2020: A Critical Year: Early Thoughts

Honours

This is an out of date concept, well meant but abused, which has to end. There should be one civil honour, for example the Order of Merit, which should be awarded for truly outstanding contributions to the national wellbeing at all levels of society by any person. It should never be given to  politicians, business people, civil servants, sports people or anyone else who excels at their job or profession. These achievements are recognised by sporting and professional bodies who have their own honours structure including medals and prizes. The practice of honouring failure, particularly clapped out politicians, business people who bust companies and civil servants whose departments implode under their leadership is grubby, corrupt and insulting to the nation and should stop right now. As a reward for charitable donations honours are wholly unethical.

The Generation Gap

One of the most dangerous undertones in the social wellbeing of our country is the gap between the aspirations, values and expectations of the younger generations versus the older. We see this in our own country on issues like climate change and economic priorities. An astonishing analysis of voting patterns was over the holiday period published in a Tory supporting national newspaper, which demonstrated overwhelming support for Labour among the 18-25 age group, at the recent general election. Indeed if that had been the only group voting, Labour would have won over 500 seats and the Tories only 4. This is potentially seismic. Certainly the cat fight, which Labour in defeat has become, should look at this carefully. This is surely a worthy foundation on which the party has an opportunity to build.

National Housekeeping

Following the Tory election win on spending promises too long here to list, austerity is clearly over. Unless there is a borrowing fest, so are tax cuts. The problem is that over the last several decades the national conversation about money has been conducted like a household budget, balancing fuel against food, maxing out on credit cards, the affordability of the rent or mortgage payments and so on. It is taken as read that the only way these conversations at a family level can be useful is if there is a family income in the first place, preferably based on a secure job with a future career path. Nationally there is a complete absence of a clear plan of how to finance the State, on which we all depend for  military, financial, infrastructure, food, communications and health security.
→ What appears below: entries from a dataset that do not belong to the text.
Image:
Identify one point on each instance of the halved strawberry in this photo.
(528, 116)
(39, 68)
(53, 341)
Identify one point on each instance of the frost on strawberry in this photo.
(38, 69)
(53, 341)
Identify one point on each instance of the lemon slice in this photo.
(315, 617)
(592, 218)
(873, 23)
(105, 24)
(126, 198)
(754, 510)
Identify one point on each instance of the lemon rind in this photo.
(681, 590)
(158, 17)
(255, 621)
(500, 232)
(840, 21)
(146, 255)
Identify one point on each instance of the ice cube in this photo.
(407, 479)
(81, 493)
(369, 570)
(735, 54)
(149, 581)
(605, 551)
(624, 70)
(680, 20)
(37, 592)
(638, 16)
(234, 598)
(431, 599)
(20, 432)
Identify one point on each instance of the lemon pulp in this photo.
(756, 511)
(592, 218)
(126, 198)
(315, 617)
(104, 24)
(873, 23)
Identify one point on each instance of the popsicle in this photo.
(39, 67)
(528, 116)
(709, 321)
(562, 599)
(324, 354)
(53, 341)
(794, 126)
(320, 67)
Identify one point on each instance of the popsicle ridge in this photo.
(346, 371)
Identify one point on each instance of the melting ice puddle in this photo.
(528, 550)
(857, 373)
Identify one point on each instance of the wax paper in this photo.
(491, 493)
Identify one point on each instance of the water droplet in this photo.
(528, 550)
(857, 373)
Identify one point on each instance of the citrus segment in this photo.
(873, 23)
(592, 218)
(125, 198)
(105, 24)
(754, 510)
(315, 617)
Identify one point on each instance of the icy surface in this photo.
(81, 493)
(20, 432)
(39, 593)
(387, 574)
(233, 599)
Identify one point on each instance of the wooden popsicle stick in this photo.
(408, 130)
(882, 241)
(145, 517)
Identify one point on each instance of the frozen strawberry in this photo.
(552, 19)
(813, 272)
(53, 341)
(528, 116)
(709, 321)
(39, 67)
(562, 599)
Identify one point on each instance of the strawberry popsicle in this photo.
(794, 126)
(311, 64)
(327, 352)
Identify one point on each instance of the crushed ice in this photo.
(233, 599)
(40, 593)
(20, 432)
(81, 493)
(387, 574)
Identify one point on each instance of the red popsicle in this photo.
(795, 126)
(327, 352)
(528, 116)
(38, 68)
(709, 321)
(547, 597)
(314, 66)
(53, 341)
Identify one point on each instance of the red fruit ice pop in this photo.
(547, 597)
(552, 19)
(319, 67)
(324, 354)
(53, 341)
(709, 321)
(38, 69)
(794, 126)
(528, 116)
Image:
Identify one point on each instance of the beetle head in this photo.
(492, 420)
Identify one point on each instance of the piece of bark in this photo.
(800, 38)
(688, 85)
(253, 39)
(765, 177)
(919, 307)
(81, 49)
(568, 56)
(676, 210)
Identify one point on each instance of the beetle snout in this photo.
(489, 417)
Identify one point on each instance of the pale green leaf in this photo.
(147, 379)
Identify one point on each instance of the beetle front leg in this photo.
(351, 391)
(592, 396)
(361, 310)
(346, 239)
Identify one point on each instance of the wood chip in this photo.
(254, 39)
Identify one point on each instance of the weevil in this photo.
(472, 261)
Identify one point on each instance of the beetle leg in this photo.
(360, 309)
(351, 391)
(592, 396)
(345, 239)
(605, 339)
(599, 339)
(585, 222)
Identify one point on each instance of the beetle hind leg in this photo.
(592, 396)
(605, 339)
Reference to ‘taxpayers money’ are just not up to snuff. The relationship between, the value of, the importance in, such things as currency value, interest rates, quantitative easing, quantitative tightening, government investment, government gilts, market forces and pressure factors are understood piecemeal by specialists in each area. But they are not understood as a whole by those charged with directing the strategic plan of the nation’s economic growth and prosperity, that is the politicians. Something needs to be done about that. Very soon.